Listen to this article here

Kira Dixon Johnson should be celebrating Mother’s Day with her family this weekend. Instead, her husband is suing Cedars-Sinai hospital in Los Angeles for her death during childbirth in 2016. 

Charles Johnson IV, Kira’s husband, alleges that the young Black woman bled to death following a c-section because of systemic racism at Cedars-Sinai. The hospital denies the claims.

Mr. Johnson noted that he discovered the disparities in how Black women are treated during pregnancy and childbirth while in the midst of depositions for the wrongful death suit. At a press conference he stated, “There’s no doubt in my mind that my wife would be here today and be here Sunday celebrating Mother’s Day with her boys if she was a Caucasian woman.”

He continued, “The reality is that on April 12, 2016, when we walked into Cedars-Sinai hospital for what we expected to be the happiest day of our lives, the greatest risk factor that Kira Dixon Johnson faced was racism.”

Maternal mortality’s impact on Black women

Structural racism within healthcare is not new to Black women and their families. Additionally, pregnancy and childbirth are particularly risky for women of Color, who die during childbirth at a rate over twice as high as White women.

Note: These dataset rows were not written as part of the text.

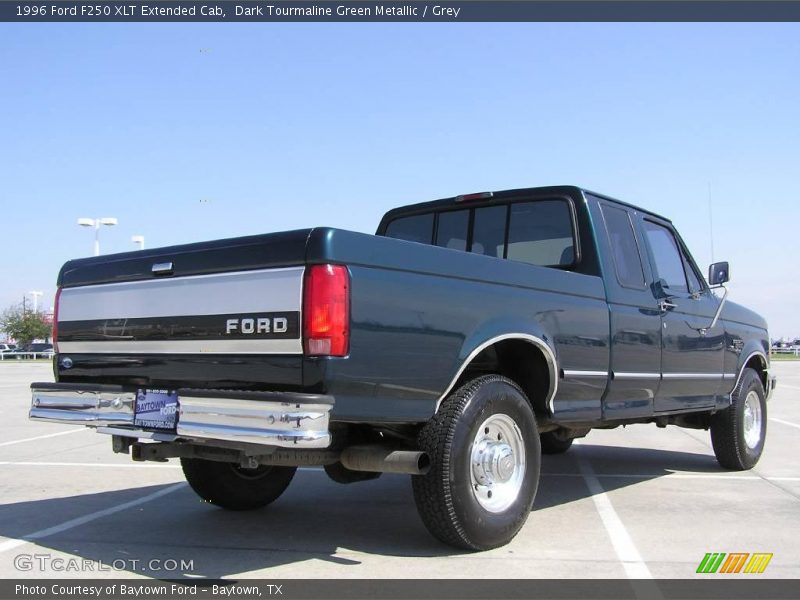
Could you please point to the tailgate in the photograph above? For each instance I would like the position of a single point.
(213, 313)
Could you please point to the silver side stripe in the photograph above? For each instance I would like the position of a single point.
(622, 375)
(185, 347)
(264, 290)
(692, 376)
(569, 373)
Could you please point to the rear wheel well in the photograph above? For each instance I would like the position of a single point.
(520, 361)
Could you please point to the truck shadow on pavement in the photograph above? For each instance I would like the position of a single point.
(313, 530)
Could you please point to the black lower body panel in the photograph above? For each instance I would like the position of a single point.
(229, 371)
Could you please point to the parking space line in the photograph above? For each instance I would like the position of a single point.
(100, 465)
(632, 562)
(782, 422)
(788, 387)
(12, 543)
(41, 437)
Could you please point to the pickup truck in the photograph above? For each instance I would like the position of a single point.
(465, 339)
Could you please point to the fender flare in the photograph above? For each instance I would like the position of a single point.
(497, 332)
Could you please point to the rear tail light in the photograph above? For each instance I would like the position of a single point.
(55, 320)
(326, 310)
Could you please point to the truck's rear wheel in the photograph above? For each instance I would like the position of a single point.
(230, 486)
(739, 431)
(555, 442)
(485, 460)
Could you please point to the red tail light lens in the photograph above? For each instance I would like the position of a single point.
(326, 310)
(55, 320)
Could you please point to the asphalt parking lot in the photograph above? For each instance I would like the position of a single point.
(637, 502)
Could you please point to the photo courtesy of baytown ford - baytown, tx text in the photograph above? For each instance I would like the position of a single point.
(468, 11)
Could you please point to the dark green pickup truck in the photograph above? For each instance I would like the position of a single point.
(467, 337)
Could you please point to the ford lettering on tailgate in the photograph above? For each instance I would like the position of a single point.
(156, 409)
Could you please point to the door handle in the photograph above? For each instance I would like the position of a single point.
(666, 305)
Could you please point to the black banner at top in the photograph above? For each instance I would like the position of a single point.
(412, 11)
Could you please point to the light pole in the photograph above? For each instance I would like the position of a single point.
(85, 222)
(35, 301)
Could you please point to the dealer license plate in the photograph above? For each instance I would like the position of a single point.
(156, 409)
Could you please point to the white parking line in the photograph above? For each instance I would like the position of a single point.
(782, 422)
(100, 465)
(674, 476)
(788, 387)
(12, 543)
(41, 437)
(635, 567)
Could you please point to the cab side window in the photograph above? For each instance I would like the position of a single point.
(489, 231)
(667, 257)
(418, 228)
(452, 229)
(624, 249)
(541, 233)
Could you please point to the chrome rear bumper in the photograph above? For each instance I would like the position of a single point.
(267, 418)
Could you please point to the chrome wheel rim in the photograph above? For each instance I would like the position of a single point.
(752, 420)
(497, 463)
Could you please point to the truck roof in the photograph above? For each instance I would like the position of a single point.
(504, 195)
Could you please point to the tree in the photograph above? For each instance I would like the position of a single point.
(24, 326)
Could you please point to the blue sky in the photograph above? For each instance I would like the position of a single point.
(189, 132)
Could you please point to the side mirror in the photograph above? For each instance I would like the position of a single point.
(718, 273)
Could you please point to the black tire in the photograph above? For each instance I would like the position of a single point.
(232, 487)
(446, 500)
(555, 442)
(733, 447)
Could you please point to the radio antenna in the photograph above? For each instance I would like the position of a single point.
(710, 222)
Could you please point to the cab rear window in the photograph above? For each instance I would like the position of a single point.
(540, 232)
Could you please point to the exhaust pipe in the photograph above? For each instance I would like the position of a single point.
(378, 459)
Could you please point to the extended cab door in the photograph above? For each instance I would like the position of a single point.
(634, 315)
(691, 358)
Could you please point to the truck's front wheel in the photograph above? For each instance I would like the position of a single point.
(485, 460)
(739, 431)
(230, 486)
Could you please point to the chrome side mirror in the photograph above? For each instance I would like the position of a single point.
(718, 273)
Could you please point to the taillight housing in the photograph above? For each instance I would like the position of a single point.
(55, 320)
(326, 310)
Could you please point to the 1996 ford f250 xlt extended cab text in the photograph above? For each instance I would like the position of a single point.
(466, 338)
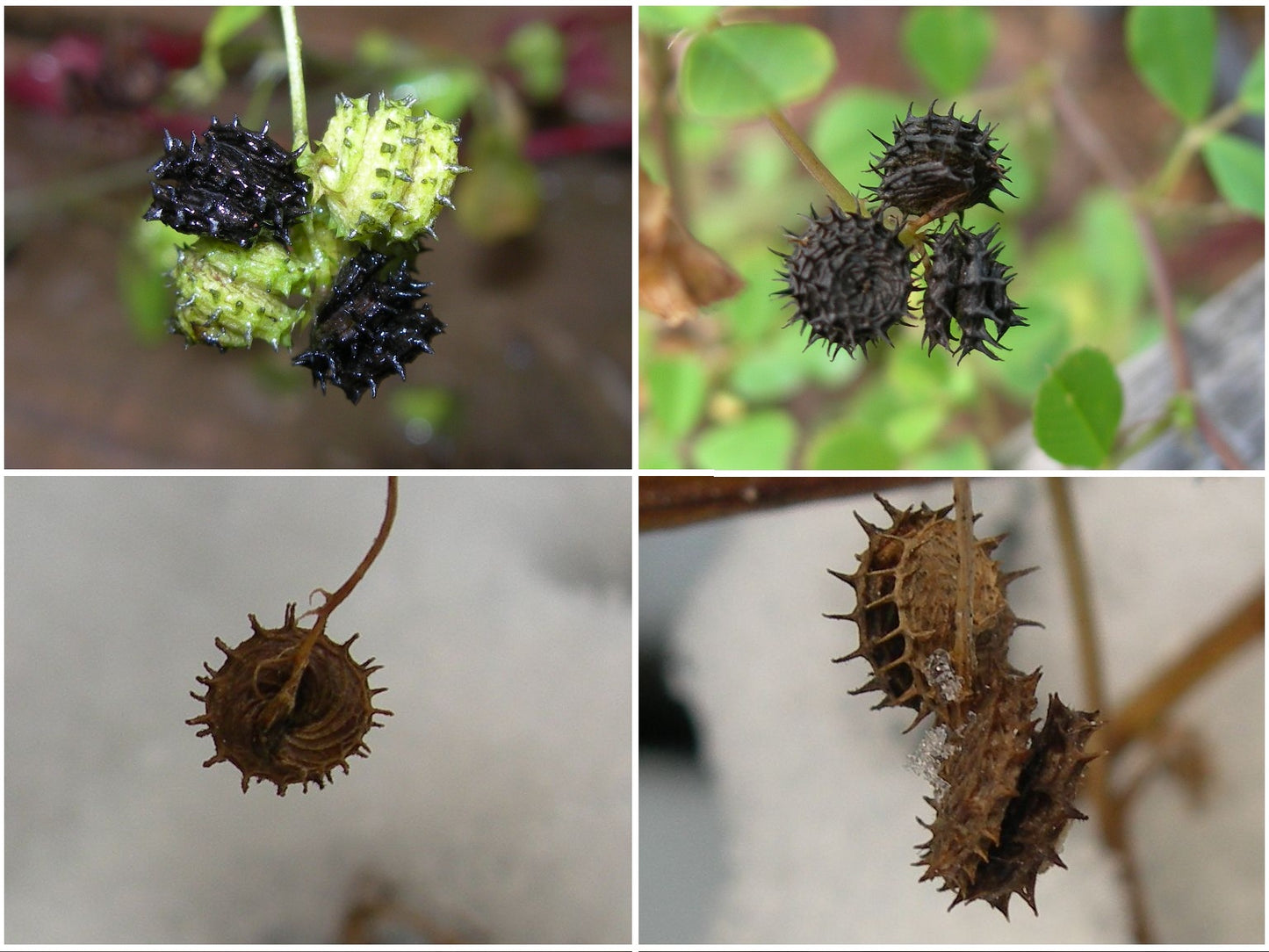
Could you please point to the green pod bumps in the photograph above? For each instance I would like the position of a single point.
(230, 296)
(384, 177)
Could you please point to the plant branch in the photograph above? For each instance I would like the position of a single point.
(1143, 714)
(1109, 804)
(296, 76)
(839, 193)
(1098, 148)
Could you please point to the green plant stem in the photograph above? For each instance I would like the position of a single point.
(296, 76)
(1193, 140)
(839, 193)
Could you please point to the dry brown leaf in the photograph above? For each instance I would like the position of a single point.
(676, 274)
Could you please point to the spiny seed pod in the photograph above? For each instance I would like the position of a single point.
(938, 165)
(285, 707)
(983, 780)
(384, 177)
(849, 278)
(1004, 791)
(230, 184)
(966, 284)
(368, 329)
(230, 297)
(905, 612)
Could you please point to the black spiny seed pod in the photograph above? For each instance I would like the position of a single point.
(230, 184)
(966, 284)
(938, 165)
(849, 277)
(370, 328)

In fact, racism is known as a social determinant of health – a risk factor for poor medical care and increased healthcare problems. Due to historic and ongoing racism, Black families are more likely to live in areas of lower socioeconomic status, places where access to healthcare is limited. 

According to Tulsa nurse LaToya Smith, “Structural racism is detrimental to Black women because it creates a barrier in access to high quality care for black women. Inequity is a core component of healthcare policy in this country and leads to poorer outcomes for black women.”

Meanwhile, the United States’ reliance on for-profit healthcare only creates more barriers for Black women to receive comprehensive care. Childbirth costs are astronomical – particularly for Black families, whose babies are more likely to be born pre-term and at low-birthweight, thus potentially needing high-level care.

Racism in the operating room

But it was Kira Johnson herself who needed care when she entered Cedars-Sinai for a scheduled c-section in 2016. Ms. Johnson died 12 hours later from internal bleeding and a lacerated bladder.

In fact, even hospital staff noted that Kira Johnson’s care was subpar. Angelique Washington, a Black surgical technologist, said “patient safety was out the door” for Ms. Johnson during her c-section.

Dr. Sarah Kilpatrick, chair of the Obstetrics and Gynecology Department at Cedars-Sinai, confirmed to the Johnson family, “I’m sorry. We failed your family. … This shouldn’t have happened.”

Mr. Johnson alleges that it was racism that led to his wife’s untimely death, following a c-section that lasted just 17 minutes, much shorter than childbirth surgeries performed with care. Several hours later she was re-admitted for what should have been life-saving surgery.

By then it was too late for the Johnson family. 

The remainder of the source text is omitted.